Ich war zwar nur beim österreichischen Bundesheer aber hab innerhalb meines Jahres eine ganze Menge an Ausbildung auf verschiedenen Waffen bekommen. 
Steyr Aug A1, P80 (G17), MG74, üsMG M2 (Browning M2) + Ausbildung auf der Waffenstation für diese Fahrzeug 
http://www.rad2.at/foto 2012/AAB4 KDO - Uebergabe/slides/IMG_1 (2).jpg

Geschossen hab (leider nicht mit dem M2 weil wir Urlaub gehen mussten bzw kein Geld da war^^) sonst noch mit Steyr Aug A3, Steyr SSG 69 (ein Schuss), HK G36 (auf einer Übung) und halt so Kleinkram wie Handgranaten (insgesamt 4), Nebengranaten und die Leuchtpistole LP 57. 

Welche Waffe war am coolsten? Ganz ehrlich, die Leuchtpistole^^ Einfach weil das Kaliber so groß war und das Nachladen einfach nur genial ist. Und Rückstoß hat das Ding auch. 

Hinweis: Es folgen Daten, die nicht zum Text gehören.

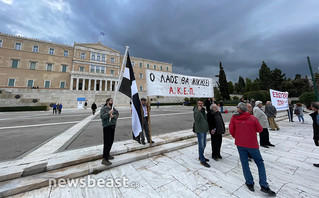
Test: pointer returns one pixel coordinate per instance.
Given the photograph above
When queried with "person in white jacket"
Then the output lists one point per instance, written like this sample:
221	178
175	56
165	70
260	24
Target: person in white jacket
263	120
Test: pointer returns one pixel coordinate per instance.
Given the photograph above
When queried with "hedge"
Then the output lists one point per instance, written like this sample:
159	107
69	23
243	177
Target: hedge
24	108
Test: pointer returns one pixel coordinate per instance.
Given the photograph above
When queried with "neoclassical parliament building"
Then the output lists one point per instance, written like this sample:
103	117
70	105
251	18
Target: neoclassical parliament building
59	73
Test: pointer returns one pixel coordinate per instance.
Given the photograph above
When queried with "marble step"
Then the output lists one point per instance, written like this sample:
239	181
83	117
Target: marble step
27	183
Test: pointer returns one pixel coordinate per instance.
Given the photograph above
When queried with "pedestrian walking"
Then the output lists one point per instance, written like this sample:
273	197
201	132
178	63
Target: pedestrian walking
299	112
201	128
263	121
54	108
271	113
93	107
216	127
315	118
109	118
244	128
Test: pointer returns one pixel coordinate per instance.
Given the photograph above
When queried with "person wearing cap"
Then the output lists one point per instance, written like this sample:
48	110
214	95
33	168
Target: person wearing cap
262	118
145	126
244	128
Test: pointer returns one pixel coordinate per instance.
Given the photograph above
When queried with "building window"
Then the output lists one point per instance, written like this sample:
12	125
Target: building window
30	83
32	65
14	63
66	53
11	82
47	84
64	67
18	46
49	67
51	51
103	70
35	49
62	84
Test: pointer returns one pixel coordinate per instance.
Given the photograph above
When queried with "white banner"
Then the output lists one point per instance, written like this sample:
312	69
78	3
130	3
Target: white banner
169	84
279	99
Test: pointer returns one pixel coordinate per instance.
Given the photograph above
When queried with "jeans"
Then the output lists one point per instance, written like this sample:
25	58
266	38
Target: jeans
300	118
201	137
243	154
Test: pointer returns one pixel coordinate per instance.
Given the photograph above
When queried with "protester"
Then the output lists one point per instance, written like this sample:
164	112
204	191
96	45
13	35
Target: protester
208	103
216	127
271	113
60	108
145	126
299	112
109	118
221	104
262	118
290	112
54	108
201	128
315	124
93	107
244	128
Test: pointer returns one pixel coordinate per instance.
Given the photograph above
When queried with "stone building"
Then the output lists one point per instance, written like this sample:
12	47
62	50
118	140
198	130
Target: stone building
52	72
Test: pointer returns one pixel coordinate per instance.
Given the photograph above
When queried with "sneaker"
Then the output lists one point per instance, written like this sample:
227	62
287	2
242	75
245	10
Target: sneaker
205	164
268	191
250	187
106	162
110	157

Aug A1 war auch ziemlich stark. Sehr präzise, unglaublich schmutzresistenz, einfach zu zerlegen und zu reinigen, leicht und sieht einfach stylisch aus. 
MG 74, sauschwer, unhandlich, nie sauber zu bekommen, leider war das meine beste Waffe. Hab da auch auf 650m mit 3x Visier noch getroffen. Aber abgesehen von der Benutzung am Schießplatz ist das Teil der Horror, zum Beispiel beim Gefechtsdienst oder bei Märschen. Hat ja auch nur 12kg, plus 2 Reserveläufe, plus Munition. Außerdem klappert das Zweibein ständig und man hat keine Hand frei. Immerhin hat es einen Tragegurt, der vollkommen unnütz ist^^ 
Die Pistole ist auch ganz witzig, allerdings brauchte man Übung und die hatten wir nicht, dementsprechend schlecht waren die Ergebnisse am Schießstand. 
üsMG M2 hab ich leider nicht schießen dürfen, soll aber irrsinnig toll sein hab ich gehört. Sowohl aus dem Fahrzeug als auch als Infanterist. Stellungswechsel sind ein Traum mit ca 70kg die man herumschleppen kann. 

Das G36 war im Vergleich zum AUG ziemlich kopflastig, aber ist ja auch logisch. Das Relfexvisier fand ich toll, das Visier des AUG A1 hat ja nur ein ödes Fadenkreuz mit Kreisabsehen in der Mitte. 
SSG 69 war auch ganz nett, aber halt nur ein Schuss^^



AltissimaRatio schrieb:


> Was das G36 betrifft - ich hab auch keine Ungenauigkeiten bemerkt. Wenn ich da an das Famas denke... Aber nun ist das Kind schon in den Brunnen gefallen. Sollte wirklich ein Ersatz beschafft werden, so hoffe ich das wieder ein deutscher Hersteller den Vertrag erhält. Von dem HK416 hört man ja nur Gutes zb..


Naja das HK416 ist aber auch ziemlich teuer.


----------



## MfDoom (12. November 2015)

Incredible Alk schrieb:


> 1.) Wenn man in einer Situation ist wo ein G36 heißgeschossen wurde (was erfordert mehrere volle Magazine am Stück durchzuballern) ist im Vorfeld was mächtig schief gelaufen, denn üblicherweise gibt man vereinzelte gezielte Schüsse oder Salven ab - Dauerfeuer ist Sache der MGs.
> 2.) Kein Gewehr der Welt kann noch sonderlich genau treffen wenn der Lauf 500°C heiß ist und sich entsprechend ausdehnt. Das ist nunmal die Physik.
> 3.) In Situationen in denen derart wild um sich geballert wird dass ein Gewehr heißgeschossen wird ist Präzision vermutlich das letzte worauf es ankommt...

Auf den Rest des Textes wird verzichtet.